Who cares, you think? Speculating on Jose Mourinho taking over United and Pep choosing between Chelsea and City is a fun argument to have in the pub when watching your club slog through a midweek match, but this insane constant managerial speculation is beginning to have a damaging effect on international soccer as a whole. Consider:
We are creating a class of mercenary coaches who circulate among the richest clubs: In times past, there was a handful of managers in leagues who specialized in keeping teams up. They would be hired midseason by a club in danger of being relegated, save them, and when the club faltered the subsequent season they’d be cut loose to find their new team. Now there is increasingly a pool of high-paid managers who are at different times available to be hired by a mega-club.
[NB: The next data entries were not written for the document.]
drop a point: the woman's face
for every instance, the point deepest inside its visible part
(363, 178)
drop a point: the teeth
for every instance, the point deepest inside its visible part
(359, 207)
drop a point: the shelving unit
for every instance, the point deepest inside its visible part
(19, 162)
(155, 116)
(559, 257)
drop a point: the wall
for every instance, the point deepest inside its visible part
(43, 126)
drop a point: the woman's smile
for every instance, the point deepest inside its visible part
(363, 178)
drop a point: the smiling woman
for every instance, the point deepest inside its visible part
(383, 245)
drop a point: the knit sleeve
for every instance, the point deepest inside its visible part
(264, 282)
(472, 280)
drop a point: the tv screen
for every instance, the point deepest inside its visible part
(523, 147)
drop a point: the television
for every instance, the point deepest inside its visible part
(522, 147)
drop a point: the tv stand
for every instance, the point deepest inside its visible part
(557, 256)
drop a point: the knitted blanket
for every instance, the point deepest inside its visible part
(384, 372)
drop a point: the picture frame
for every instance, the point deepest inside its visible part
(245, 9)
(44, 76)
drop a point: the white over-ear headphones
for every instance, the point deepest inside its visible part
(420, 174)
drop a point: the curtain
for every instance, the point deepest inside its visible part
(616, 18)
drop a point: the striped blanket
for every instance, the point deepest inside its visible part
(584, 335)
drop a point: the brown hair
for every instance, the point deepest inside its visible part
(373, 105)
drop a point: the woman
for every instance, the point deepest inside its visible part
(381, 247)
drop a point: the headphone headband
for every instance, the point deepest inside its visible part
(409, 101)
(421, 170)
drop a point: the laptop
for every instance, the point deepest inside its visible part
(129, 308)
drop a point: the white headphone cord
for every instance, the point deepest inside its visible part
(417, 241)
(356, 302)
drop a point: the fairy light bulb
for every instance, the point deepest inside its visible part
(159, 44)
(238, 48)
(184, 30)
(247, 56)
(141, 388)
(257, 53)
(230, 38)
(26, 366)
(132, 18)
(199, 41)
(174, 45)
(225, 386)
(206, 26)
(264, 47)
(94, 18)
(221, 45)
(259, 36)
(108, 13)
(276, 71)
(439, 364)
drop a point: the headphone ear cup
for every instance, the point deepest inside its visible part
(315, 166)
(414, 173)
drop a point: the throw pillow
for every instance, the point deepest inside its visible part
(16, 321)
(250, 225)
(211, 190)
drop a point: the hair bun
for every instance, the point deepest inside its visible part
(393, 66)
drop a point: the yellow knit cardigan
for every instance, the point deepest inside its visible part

These managers know how to deal with sky-high management expectations, whiny world-class players, and a suffocating media. They swoop into a club, win a trophy or two, and then when they aren’t winning enough they are replaced. This would not be a problem except….
The upside of hiring a promising manager is lacking for both sides: Consider Andre Villas-Boas and David Moyes. Both were considered hot prospect managers, up and comers who would be the next generation of super-managers. Both were quickly burned out by Chelsea and United, respectively, and have yet to regain that superstar status they were predicted. This could be due to the fact they were not exemplary managers to begin with, but it could also very well be that unrealistic expectations placed upon these young managers sets them up to fail. The result is clubs would rather gamble on a Carlo Ancelotti, who has a track record, than hire an unproven manager who could make the owners look foolish. Conversely, while good managers always assume they can win wherever they go, what’s the incentive for a manager making a name for himself to step up to a Chelsea or Real Madrid when they can move to a team on the cusp of contending and try to make a name for themselves there.
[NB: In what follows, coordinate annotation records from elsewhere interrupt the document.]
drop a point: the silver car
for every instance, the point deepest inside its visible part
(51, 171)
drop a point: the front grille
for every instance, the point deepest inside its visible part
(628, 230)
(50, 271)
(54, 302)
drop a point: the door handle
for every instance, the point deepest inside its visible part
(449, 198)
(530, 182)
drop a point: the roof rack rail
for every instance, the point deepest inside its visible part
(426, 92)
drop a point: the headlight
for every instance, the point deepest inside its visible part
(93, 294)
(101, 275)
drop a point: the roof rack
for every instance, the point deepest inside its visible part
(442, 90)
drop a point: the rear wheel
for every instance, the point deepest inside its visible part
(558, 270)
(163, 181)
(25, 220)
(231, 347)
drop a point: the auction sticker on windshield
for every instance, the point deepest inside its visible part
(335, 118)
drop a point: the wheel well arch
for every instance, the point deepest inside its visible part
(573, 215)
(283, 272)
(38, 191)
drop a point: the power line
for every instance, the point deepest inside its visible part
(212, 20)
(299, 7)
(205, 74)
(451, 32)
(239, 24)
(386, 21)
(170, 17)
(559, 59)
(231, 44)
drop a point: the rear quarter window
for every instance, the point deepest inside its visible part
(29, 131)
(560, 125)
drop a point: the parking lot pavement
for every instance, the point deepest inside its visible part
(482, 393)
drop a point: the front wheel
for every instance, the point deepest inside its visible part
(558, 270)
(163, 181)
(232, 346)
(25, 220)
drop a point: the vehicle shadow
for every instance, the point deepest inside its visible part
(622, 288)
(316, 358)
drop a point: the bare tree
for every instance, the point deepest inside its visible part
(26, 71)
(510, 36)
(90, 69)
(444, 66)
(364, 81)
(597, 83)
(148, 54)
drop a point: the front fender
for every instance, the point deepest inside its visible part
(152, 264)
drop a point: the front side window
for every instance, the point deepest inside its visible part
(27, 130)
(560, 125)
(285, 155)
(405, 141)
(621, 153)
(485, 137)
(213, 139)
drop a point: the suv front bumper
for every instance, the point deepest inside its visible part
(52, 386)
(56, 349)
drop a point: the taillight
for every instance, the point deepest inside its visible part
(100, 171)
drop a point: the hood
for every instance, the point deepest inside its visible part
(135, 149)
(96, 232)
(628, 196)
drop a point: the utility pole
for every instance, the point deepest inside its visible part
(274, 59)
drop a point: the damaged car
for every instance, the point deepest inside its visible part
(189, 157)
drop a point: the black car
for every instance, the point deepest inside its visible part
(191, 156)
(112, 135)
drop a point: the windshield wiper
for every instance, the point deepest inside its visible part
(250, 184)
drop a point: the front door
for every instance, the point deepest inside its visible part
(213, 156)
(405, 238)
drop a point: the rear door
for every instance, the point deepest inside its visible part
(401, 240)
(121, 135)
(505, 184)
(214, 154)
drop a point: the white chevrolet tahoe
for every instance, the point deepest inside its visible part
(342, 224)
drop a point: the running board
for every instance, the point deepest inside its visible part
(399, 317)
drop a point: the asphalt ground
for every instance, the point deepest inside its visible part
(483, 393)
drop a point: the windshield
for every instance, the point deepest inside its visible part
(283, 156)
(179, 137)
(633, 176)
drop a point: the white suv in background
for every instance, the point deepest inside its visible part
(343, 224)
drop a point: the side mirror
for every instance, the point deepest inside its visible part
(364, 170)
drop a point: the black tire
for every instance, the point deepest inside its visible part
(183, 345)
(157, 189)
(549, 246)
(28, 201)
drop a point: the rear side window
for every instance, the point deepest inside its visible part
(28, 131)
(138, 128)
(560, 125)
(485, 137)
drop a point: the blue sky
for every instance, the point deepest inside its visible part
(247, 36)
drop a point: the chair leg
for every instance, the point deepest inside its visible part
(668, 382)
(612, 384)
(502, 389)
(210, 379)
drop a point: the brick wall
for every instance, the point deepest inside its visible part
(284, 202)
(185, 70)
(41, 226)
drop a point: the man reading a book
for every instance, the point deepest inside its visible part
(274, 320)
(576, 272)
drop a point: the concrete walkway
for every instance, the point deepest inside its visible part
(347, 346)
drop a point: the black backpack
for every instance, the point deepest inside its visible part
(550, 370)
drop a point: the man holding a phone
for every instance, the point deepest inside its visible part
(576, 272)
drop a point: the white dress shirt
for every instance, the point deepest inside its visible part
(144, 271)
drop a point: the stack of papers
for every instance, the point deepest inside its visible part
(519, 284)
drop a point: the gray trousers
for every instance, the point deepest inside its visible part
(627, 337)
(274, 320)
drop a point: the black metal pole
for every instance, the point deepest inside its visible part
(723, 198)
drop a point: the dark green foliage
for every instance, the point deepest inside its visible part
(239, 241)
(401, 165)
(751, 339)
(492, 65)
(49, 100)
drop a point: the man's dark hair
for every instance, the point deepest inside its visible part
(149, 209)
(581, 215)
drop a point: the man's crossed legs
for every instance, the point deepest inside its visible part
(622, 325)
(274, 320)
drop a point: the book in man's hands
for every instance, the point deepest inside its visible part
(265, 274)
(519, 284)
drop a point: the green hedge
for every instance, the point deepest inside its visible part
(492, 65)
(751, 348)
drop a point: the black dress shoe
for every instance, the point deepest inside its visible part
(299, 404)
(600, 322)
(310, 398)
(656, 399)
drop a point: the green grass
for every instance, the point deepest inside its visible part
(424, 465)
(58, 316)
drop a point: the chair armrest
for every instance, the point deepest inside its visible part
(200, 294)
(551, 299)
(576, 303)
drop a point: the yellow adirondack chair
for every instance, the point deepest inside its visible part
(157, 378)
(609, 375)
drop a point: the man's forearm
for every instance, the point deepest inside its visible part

The managerial shuffle over-inflates player wages: You don’t put cheap plastic covers on a Corvette’s seats, and, in the same way, when you hire a super-manager you don’t force them to use the players on hand. Management is keen to open their wallets to pay for the top-flight talent their new manager wants, no, needs to win. Selling clubs jack up the price because they know the superclubs will pay, and the new manager sells off his disgruntled stars to another super team needing to make a splash in the transfer market. Hence, you get massive wage bills before players and managers have had a chance to proven themselves.
Ultimately, the fans end up paying for this constant game of shells: Yes, it’s cool that your favorite club just hired Pep Guardiola or Jose Mourinho, but at some point the owners need to make up the cash paying the manager’s salary and player wage bill. That’s why we are seeing the skyrocketing of ticket prices, sponsorship, and bad preseason tours. This does not just affect the fans of major clubs, as wages rise for all players once the top flight ones are getting paid and thus your team eventually has to keep raising revenue to keep up.
At some point, this soccer bubble of spending and the race for managers will burst, and the patience afforded people like Arsene Wenger will be longed for by fans tired of the constant churn and higher prices.